Ambassadors, for instance, guided Monica R. Ordway, PhD, APRN, associate professor of nursing, as she designed a study to examine how sleep may be connected to stress among diverse, multi-ethnic toddlers. Ordway says common behavioral sleep interventions for young children were developed by studying mostly middle-to-high-income educated white families, “without consideration of the unique circumstances of those with lower socio-economic status, such as work schedules and shift work, cultural beliefs, crowded housing, issues around light and noise in the neighborhood, and safety.” Ambassadors, she says, provided constructive feedback to her proposal as she and they discussed the state of science regarding sleep and health in early childhood.

They also advised Ordway on how to approach families in terms that would resonate with their lives, such as speaking of sleep deprivation as affecting children’s behavior and school performance rather than more distant concerns such as health risks later in life. “When I think about the success of my program, one of the first things that I think about is that meeting where they talked to me about how I frame this with families.” In turn, when some community members resisted cooperating with her, Ambassadors became her advocates. “Because they had already met with me and vetted my study, they were able to then speak to the quality, and the safety, and express to concerned community members their support of the study,” says Ordway.
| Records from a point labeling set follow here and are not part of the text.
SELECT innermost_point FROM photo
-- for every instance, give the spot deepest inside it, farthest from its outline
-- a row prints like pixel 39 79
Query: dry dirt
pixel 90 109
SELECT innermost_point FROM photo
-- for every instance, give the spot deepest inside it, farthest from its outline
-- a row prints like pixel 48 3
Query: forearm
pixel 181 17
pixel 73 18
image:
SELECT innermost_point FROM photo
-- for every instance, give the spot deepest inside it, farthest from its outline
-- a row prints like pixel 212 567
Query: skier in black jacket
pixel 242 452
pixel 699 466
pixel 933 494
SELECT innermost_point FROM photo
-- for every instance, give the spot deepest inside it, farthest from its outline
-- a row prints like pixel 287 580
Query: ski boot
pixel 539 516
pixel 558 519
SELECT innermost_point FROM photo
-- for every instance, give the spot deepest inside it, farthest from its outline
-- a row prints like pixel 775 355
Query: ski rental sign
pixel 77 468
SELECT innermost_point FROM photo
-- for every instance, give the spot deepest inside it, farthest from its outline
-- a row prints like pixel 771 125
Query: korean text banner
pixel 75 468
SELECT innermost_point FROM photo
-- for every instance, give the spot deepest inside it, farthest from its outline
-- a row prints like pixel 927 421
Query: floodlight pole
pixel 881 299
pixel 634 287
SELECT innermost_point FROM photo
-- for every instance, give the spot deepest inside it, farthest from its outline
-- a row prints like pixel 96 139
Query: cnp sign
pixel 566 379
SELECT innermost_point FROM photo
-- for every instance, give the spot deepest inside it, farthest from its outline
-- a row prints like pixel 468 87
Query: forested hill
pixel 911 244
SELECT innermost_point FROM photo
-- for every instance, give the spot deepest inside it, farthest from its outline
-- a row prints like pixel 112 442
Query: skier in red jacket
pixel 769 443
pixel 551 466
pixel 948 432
Ambassadors’ valuable advice has included hiring diverse clinical trial staffs to whom participants can relate. “Hearing the information from people who look like them, people who sound like them, people who have had similar experiences, is the relief that they need,” says Fernández, “and it creates some of that open-mindedness that’s needed to make these trials really successful.”

Johnson says Yale’s relationship with its Cultural Ambassadors has been invaluable. “Last year Yale hit a record high—30% across all of our clinical research was from underrepresented populations,” she says. And through the MOU, even more is now happening. Cultural Ambassadors are receiving additional training to be certified as community health workers who can recognize early signs of illness among their neighbors and parishioners, discuss their health needs frankly, and connect them with the right resources. Yale has worked to help Duke University establish a Cultural Ambassadors program, and also is building relationships with groups in Puerto Rico and with University College London. And Perry is developing a proposal for Hood Theological Seminary in North Carolina, which trains many future AME Zion pastors, to provide health-related instruction as part of the curriculum.

It marks a major turnaround from Perry’s initial thinking, and Perry credits Johnson. “She has been phenomenal in the sense that she wants to keep this collaborative,” Perry says. “There is no, ‘you must.’ We are able to critically do our own thinking and to participate in these studies as partners. I appreciate that and I think that’s part of our success.”

(l-r) Cultural Ambassadors including Celina Fernández and Rev. Leroy Perry advise Tesheia Johnson of the Yale Center for Clinical Investigation—as well as others from Yale who shape clinical trials—on how best to design, promote, and conduct the trials so that members of minority communities will feel comfortable participating. It is increasingly evident that Inclusion of underrepresented populations in trials enhances their scientific validity and makes it more likely that FDA-approved treatments will meet those populations’ unique needs.